Ой, как они её ждали! Нищие студенты купили шампанского и фруктов с базара, в пустую кефирную бутылку поставили три простеньких гвоздики. Для неё! Впервые после институтской скамьи она получила цветы. Точнее, цветов ей дарят много, но это от иностранцев на работе, такие не считаются. А эти считаются — они от любовников, пусть и от двух сразу. Ребята подхватили её здоровую сумку, в которой кроме свинины и курицы оказался блок дорогих импортных сигарет, тонкая палка настоящего финского сервелата и толстый батон сырокопченого итальянского салями, пачка масла и банка растворимого кофе — всё считалось деликатесом и дефицитом. На дне сумки лежал новый махровый женский халат и простенькие тапочки. «Это нам?» — «Ну а кому же! Халат и тапочки только мне — хотя пусть это у вас побудет. Вы не против? Девочки ваши не возревнуют? Ну и ладненько».
Анна бесцеремонно разделась при них до своих кружевных полупрозрачных трусиков, и ребята как загипнотизированные уставились на её тело. Не захотев испытывать их терпение, она облачилась в новый халат и пошла на кухню. Готовить она умела и любила. Поставила суп, быстро сделала пюре, хорошенько отбила эскалопчики и нажарила ароматных отбивных. У ребят нашлось немного квашеной капусты и завалявшаяся банка зелёного горшка. Чуть чеснока, немного сахара и томатной пасты — и готов вполне приличный салат. Пока она хлопотала, её кавалеры комарами вились вокруг, по очереди прикладываясь губами то к шее, то к ляжкам. «Эй, озорники, смотрите, без засосов! Ну, вот и готово». — Аня подает на стол.
— Аннушка, ангел наш, ну-ка посмотри сюда, сейчас вылетит птичка!

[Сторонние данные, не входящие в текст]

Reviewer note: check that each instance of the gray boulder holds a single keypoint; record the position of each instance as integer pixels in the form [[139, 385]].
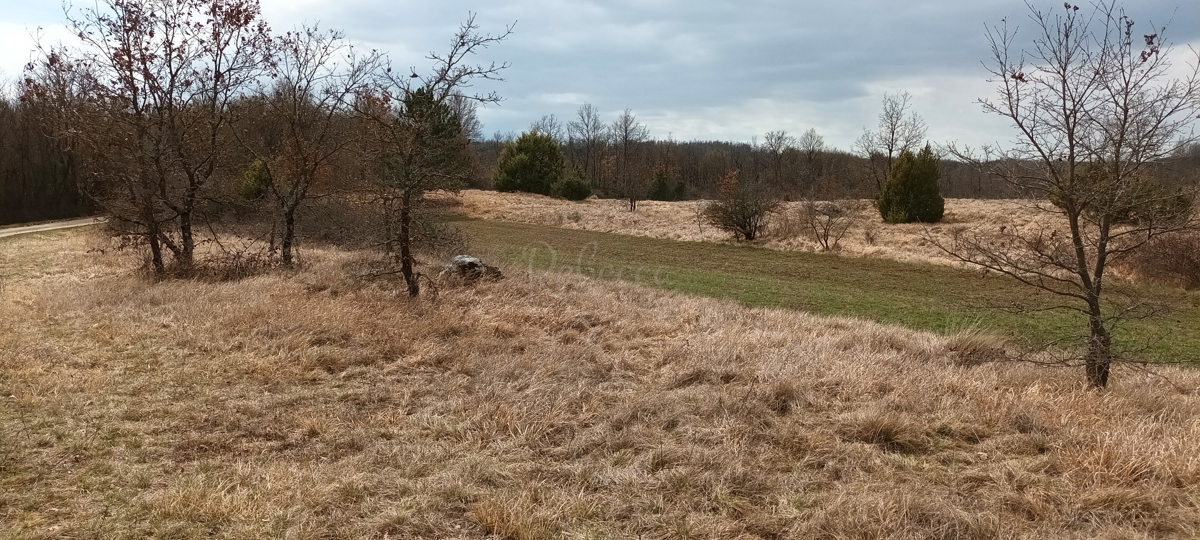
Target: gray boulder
[[471, 269]]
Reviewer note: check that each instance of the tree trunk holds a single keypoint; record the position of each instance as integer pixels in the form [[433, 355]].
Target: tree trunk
[[186, 240], [289, 232], [406, 249], [1099, 352]]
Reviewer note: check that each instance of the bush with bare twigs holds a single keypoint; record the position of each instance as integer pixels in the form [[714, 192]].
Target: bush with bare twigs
[[742, 210], [1170, 259]]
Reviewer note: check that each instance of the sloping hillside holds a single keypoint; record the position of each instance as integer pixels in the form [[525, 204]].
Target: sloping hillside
[[325, 405]]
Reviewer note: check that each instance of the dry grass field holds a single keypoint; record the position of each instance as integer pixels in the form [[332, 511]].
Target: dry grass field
[[319, 403], [869, 237]]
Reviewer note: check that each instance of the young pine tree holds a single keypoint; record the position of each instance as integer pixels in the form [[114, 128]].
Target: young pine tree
[[911, 193], [533, 165]]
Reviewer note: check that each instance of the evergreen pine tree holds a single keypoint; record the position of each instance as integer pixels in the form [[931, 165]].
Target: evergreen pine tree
[[911, 193], [533, 165]]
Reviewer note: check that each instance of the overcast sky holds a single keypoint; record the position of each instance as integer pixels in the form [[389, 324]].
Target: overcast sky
[[691, 70]]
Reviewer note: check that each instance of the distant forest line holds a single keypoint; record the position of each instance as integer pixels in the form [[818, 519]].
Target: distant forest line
[[41, 177]]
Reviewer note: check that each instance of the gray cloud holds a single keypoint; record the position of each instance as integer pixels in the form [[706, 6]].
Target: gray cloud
[[709, 70]]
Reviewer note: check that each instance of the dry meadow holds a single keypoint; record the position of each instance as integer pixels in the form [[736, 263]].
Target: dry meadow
[[868, 237], [322, 403]]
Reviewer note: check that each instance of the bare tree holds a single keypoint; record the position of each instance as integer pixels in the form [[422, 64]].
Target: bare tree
[[743, 209], [810, 145], [627, 133], [550, 125], [899, 130], [157, 78], [419, 143], [588, 133], [777, 144], [306, 118], [1095, 107]]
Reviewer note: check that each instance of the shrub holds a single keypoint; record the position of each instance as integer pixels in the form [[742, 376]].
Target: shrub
[[573, 189], [828, 221], [1171, 259], [660, 190], [255, 181], [911, 193], [741, 210], [533, 165]]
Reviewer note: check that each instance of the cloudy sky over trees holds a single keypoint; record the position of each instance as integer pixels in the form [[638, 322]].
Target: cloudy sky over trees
[[694, 70]]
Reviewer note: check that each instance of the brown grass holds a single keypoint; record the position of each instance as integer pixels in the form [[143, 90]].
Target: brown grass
[[322, 405], [869, 237]]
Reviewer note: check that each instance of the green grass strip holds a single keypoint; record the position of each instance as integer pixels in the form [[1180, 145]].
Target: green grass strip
[[917, 295]]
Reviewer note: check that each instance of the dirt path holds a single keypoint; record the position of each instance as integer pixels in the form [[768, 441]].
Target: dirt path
[[52, 226]]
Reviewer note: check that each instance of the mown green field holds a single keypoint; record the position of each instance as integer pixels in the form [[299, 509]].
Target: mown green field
[[922, 297]]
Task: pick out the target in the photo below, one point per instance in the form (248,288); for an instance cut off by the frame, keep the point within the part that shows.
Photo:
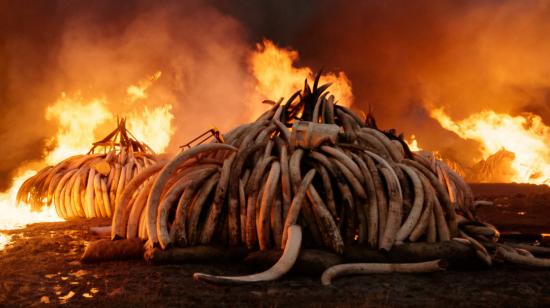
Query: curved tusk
(285,263)
(380,268)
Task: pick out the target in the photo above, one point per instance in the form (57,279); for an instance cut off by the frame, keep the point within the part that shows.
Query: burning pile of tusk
(312,163)
(88,185)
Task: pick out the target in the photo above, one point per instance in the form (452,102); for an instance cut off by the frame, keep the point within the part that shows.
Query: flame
(277,76)
(413,144)
(525,136)
(80,123)
(139,91)
(14,217)
(77,121)
(153,125)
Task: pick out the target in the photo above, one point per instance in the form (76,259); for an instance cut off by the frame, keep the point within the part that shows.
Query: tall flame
(525,136)
(80,123)
(277,76)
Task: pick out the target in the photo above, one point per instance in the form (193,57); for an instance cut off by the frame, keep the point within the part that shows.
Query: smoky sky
(402,57)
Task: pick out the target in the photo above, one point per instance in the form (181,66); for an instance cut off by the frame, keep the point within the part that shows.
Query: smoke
(403,58)
(99,48)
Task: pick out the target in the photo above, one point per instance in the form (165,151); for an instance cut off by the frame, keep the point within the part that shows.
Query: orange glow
(14,217)
(154,126)
(525,136)
(413,144)
(277,76)
(80,122)
(75,131)
(139,91)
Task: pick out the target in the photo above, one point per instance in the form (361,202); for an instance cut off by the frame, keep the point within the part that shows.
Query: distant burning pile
(306,163)
(88,185)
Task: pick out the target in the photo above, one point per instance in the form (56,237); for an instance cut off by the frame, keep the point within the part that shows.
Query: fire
(79,122)
(525,136)
(276,74)
(14,217)
(154,126)
(139,91)
(413,144)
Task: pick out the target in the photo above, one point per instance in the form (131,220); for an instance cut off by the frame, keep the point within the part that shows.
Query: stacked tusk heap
(87,186)
(307,174)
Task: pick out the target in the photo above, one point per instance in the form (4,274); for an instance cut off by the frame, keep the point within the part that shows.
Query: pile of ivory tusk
(86,186)
(307,173)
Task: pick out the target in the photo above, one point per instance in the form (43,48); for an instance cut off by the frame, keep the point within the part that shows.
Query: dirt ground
(42,266)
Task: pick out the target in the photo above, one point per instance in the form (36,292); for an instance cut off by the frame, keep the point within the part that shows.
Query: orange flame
(525,136)
(413,144)
(277,76)
(79,125)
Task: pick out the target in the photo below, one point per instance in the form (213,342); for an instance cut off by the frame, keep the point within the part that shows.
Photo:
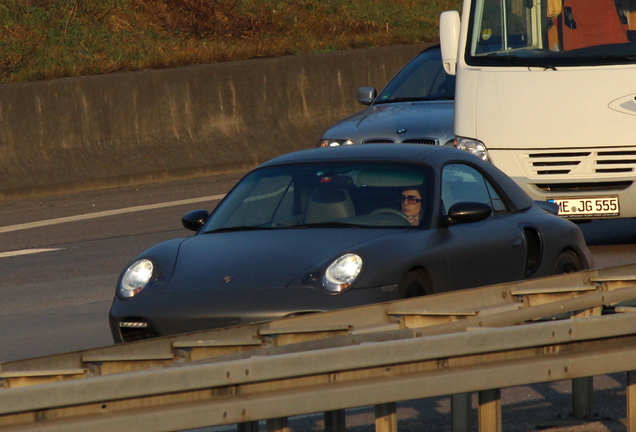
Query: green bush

Кухня озаряется резким белым светом фотовспышки. По лицам видно — никаких задних мыслей, ребята действительно хотят запечатлеть своего доброго ангела на память. Фотоаппарат устанавливают на холодильник и взводят автоспуск. Анна делает улыбку как у кинозвезды и красиво обнимает обоих кавалеров. Ещё одна вспышка — будет забавная «семейная» фотка. Анна берёт в руки фотоаппарат, «Зенит-ТТЛ», лучшая советская машинка. «Ребята, а что у вас ещё на пленке? Ничего. Тогда не жалейте. — Она открывает фотоаппарат и одним движением вытягивает плёнку из кассеты. — Давайте договоримся раз и навсегда — больше никогда никаких фотографий со мной. Нас здесь трое, и никто четвёртый нам не нужен. Почему — это я вам объяснила ещё в ресторане. И последнее — я буду к вам приходить когда смогу, а это не слишком часто. Я всегда буду звонить перед своим приходом, и если вы сказали «можно», значит, вы автоматически выполняете мои несложные условия. Если вы не можете меня видеть по любой причине, которую мне совершенно не надо объяснять, то вы мне об этом прямо говорите, я не обижусь и перезвоню при первой своей возможности. Но если вы хоть один раз нарушите хоть одно из моих условий: никогда не фотографировать и не записывать что-либо на магнитофон, никогда не пытаться, узнать мою фамилию, мой адрес или мою школу и никогда не приводить сюда кого-либо ещё, когда мы вместе, — так вот, если нарушите хоть что-то, я просто больше никогда не приду. Конечно, я готова навсегда исчезнуть, изъяви такое желание хоть один из вас. Я не могу проконтролировать ваши языки, болтать и хвастаться вы всё равно будете. Поэтому я только могу вас просить — не болтайте много. И не дай бог, кто-либо из ваших друзей решит взглянуть на меня «случайно» — я это расценю как нарушение контракта. Уяснили? Вот и прекрасно, помогите мне сохранить репутацию честной жены, доброй матери и хорошей учительницы. А теперь прошу к столу, мои дорогие!»